All of these things are true, we have a spirit, a soul and a body, and it is the ‘self’ that is the soul. We should not worship ourselves nor that we go other way and hate ourselves because all these things are gifts from God.



Loving your neighbour is exactly what it says, meeting other people’s needs on an individual basis. I recently called Giving the Devil His Due by a scientific humanist called Michael Shermer and he makes a really important point. In the modern world, particularly in politics that many of the modern-day progressives and the modern-day conservatives have veered away from classical liberalism or individualism, putting an emphasis of the group over the individual. The progressives put people in different categories whether that be oppressor, oppressed, and then into defined by race, gender, class and so on. For conservatives it is under ‘faith and flag’ and then proceed to label by nation, tribe, family, religion, political party and so on.Yet this is far from what it is in the bible, apart from the pharisees, it is very rare for Jesus to label or describe individuals in such groups in the way we do today.



Examples being the Samaritan women, or the crippled beggar. To the crippled beggar, the first thing Jesus says to him, is “Do you want to become well?”Jesus is identifying the person’s needs straight away, nothing more, nothing less. Then there is the haemorrhaging woman who had been bleeding all her life, in this case she goes to Jesus, but her need is still met. These two instances illustrate different ways of meeting people’s needs—either going to them or them coming to you as individuals.



Now this can become easier in the world of social media and connected 24/7, and being aware of the needs in the community, which are all good works and you can be aware of Facebook groups where people are seeking help. But at the same time social media can make us become hyperaware of things going on all over the world, and showing this love to people all across the world becomes more abstract, and more vague and then we will have the tendency to fall back into labelling people or putting people into groups and assuming they all have the same needs, wants and desires, which is not the case. At a base level, everyone needs food, water and shelter but it can become very difficult, very fast. For instance how can you show the same kind of commitment of love or friendship or support to someone that is a neighbour, a work colleague, someone in the church compared to someone that lives five hundred miles away?

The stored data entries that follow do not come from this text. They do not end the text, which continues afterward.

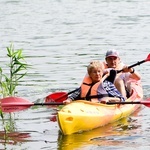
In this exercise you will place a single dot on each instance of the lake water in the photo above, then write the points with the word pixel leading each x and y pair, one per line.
pixel 59 38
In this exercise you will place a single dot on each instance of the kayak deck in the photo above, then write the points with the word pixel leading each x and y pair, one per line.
pixel 82 115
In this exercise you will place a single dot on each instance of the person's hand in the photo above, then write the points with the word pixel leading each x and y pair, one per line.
pixel 126 69
pixel 110 99
pixel 67 101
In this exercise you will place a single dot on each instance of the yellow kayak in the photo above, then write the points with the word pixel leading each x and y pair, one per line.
pixel 82 115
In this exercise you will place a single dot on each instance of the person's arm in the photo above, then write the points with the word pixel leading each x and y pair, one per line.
pixel 133 74
pixel 73 96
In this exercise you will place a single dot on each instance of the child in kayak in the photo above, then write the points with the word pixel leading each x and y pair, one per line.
pixel 113 61
pixel 95 86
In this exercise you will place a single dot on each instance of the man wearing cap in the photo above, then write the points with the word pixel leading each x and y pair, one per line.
pixel 113 61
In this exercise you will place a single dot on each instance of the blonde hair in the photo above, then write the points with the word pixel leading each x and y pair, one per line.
pixel 94 64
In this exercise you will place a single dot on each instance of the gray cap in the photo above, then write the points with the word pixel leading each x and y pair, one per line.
pixel 112 53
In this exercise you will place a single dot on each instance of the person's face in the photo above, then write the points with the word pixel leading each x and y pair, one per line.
pixel 96 74
pixel 112 61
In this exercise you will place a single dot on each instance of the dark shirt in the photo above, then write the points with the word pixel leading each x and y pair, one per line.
pixel 108 86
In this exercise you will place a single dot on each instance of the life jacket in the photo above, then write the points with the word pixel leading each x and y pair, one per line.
pixel 120 66
pixel 90 91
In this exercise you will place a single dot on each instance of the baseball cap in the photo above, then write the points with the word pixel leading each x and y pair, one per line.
pixel 112 53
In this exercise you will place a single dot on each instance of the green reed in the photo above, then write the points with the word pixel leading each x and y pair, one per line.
pixel 16 69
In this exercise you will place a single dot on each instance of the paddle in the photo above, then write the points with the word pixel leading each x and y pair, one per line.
pixel 13 104
pixel 138 63
pixel 146 102
pixel 58 96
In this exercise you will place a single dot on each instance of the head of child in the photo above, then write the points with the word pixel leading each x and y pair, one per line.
pixel 95 71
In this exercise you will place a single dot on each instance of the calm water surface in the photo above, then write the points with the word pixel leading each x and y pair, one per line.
pixel 59 38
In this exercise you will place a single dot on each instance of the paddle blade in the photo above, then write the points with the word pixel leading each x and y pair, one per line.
pixel 13 104
pixel 148 58
pixel 56 97
pixel 146 102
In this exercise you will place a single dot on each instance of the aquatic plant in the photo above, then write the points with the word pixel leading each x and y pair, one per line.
pixel 16 69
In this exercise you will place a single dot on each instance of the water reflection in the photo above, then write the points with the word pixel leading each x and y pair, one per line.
pixel 111 135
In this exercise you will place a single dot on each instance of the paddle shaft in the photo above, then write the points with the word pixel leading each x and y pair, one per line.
pixel 138 63
pixel 111 103
pixel 51 103
pixel 66 94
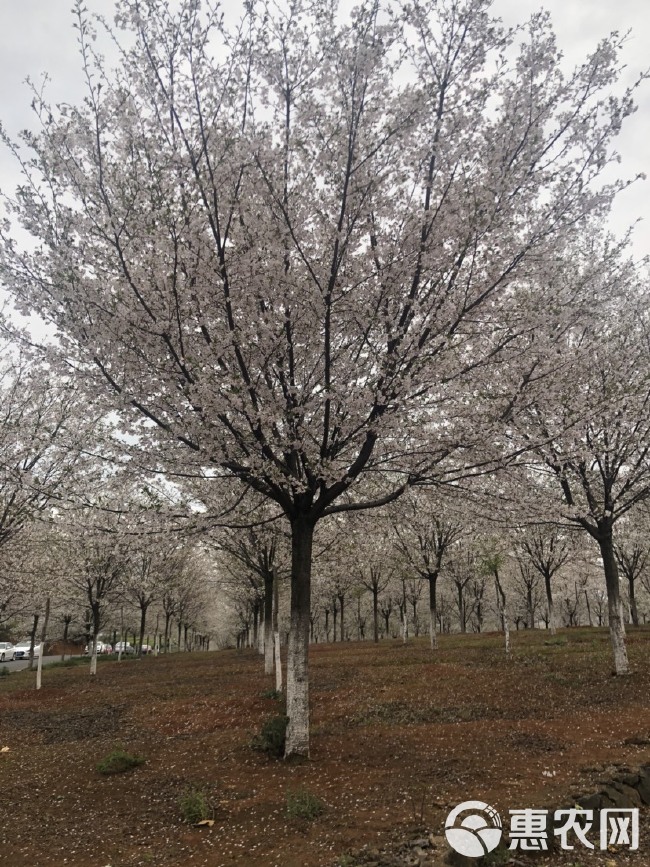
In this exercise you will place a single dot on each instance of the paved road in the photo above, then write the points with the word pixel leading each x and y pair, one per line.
pixel 23 663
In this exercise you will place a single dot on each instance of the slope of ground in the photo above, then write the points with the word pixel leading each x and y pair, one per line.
pixel 400 735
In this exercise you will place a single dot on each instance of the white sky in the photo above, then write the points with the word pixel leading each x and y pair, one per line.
pixel 37 36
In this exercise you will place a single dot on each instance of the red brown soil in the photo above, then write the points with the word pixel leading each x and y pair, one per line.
pixel 399 736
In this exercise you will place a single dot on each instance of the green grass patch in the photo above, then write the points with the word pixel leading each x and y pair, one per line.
pixel 118 762
pixel 194 806
pixel 303 804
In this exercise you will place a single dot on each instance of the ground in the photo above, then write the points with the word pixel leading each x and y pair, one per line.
pixel 399 735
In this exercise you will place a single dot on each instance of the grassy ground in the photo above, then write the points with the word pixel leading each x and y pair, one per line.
pixel 399 736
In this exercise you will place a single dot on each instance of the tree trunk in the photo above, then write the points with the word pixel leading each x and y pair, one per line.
pixel 375 614
pixel 297 741
pixel 549 603
pixel 93 656
pixel 529 607
pixel 256 620
pixel 143 623
pixel 503 612
pixel 39 667
pixel 122 636
pixel 615 607
pixel 268 622
pixel 634 612
pixel 32 638
pixel 168 629
pixel 589 620
pixel 66 626
pixel 433 610
pixel 277 659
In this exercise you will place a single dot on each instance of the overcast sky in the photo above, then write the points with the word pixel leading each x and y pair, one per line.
pixel 37 36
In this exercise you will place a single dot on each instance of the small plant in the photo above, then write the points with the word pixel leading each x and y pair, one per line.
pixel 194 806
pixel 118 761
pixel 272 737
pixel 303 804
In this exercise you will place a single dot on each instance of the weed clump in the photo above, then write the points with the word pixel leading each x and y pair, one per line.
pixel 272 737
pixel 118 761
pixel 194 806
pixel 303 804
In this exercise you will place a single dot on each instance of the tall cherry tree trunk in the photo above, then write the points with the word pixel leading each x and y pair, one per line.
pixel 433 611
pixel 143 623
pixel 32 638
pixel 375 614
pixel 277 658
pixel 634 612
pixel 549 603
pixel 302 536
pixel 268 623
pixel 615 606
pixel 39 667
pixel 503 611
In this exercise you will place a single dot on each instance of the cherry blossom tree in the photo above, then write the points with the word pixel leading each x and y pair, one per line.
pixel 424 537
pixel 596 436
pixel 546 552
pixel 291 244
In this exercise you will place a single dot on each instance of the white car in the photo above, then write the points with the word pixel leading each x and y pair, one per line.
pixel 21 650
pixel 123 647
pixel 102 647
pixel 6 652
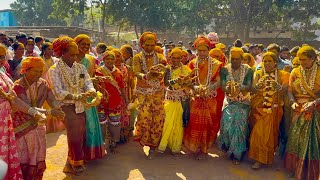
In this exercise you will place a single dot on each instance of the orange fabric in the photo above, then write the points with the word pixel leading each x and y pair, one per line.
pixel 201 41
pixel 147 36
pixel 204 122
pixel 60 44
pixel 80 37
pixel 31 62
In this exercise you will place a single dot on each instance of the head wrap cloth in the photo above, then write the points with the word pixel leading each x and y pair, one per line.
pixel 31 62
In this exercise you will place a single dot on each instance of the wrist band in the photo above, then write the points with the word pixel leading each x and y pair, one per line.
pixel 32 111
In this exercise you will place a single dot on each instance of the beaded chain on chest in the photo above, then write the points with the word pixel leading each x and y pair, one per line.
pixel 144 61
pixel 209 75
pixel 67 76
pixel 310 83
pixel 242 73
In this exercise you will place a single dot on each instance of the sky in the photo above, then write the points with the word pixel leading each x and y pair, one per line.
pixel 5 4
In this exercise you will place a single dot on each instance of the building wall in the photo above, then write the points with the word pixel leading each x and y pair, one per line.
pixel 7 18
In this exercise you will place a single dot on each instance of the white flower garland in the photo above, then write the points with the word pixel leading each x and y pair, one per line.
pixel 310 85
pixel 67 76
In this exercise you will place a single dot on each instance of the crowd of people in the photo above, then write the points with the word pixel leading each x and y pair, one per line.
pixel 243 98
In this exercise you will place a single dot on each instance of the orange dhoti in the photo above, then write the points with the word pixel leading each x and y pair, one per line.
pixel 203 126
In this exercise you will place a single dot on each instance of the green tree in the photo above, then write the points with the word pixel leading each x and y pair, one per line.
pixel 34 13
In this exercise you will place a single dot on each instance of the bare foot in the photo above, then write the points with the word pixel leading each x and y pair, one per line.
pixel 201 156
pixel 235 162
pixel 256 165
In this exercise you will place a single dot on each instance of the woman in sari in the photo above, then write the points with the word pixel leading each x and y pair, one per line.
pixel 8 150
pixel 109 80
pixel 302 156
pixel 236 80
pixel 52 124
pixel 124 133
pixel 204 123
pixel 15 62
pixel 29 132
pixel 270 85
pixel 94 148
pixel 176 94
pixel 150 119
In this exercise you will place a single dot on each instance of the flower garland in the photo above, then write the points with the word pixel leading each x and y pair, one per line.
pixel 310 85
pixel 269 89
pixel 67 76
pixel 234 84
pixel 209 75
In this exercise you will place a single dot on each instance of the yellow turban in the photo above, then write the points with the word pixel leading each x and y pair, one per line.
pixel 249 58
pixel 201 41
pixel 61 44
pixel 146 36
pixel 31 62
pixel 176 50
pixel 271 54
pixel 158 49
pixel 236 52
pixel 81 37
pixel 185 53
pixel 216 52
pixel 307 51
pixel 108 53
pixel 220 46
pixel 109 48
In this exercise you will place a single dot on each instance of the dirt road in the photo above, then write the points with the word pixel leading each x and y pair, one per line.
pixel 130 163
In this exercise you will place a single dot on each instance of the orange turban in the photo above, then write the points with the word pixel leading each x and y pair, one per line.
pixel 108 53
pixel 185 53
pixel 236 52
pixel 249 58
pixel 271 54
pixel 201 41
pixel 60 44
pixel 147 36
pixel 31 62
pixel 216 52
pixel 220 46
pixel 81 37
pixel 176 50
pixel 158 49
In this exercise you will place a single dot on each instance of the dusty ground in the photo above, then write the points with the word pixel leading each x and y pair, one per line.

You can of course send money, which helps or prayer which certainly helps but it is not the same commitment to being in those people’s lives. We need to get back to loving our neighbours as ourselves, as individual and meeting their needs without labelling them and adding to the already divided society. Instead we need to be pointing indviduals to Christ who will meet their needs, their spiritual needs which outweighs their physical needs though that is important as well.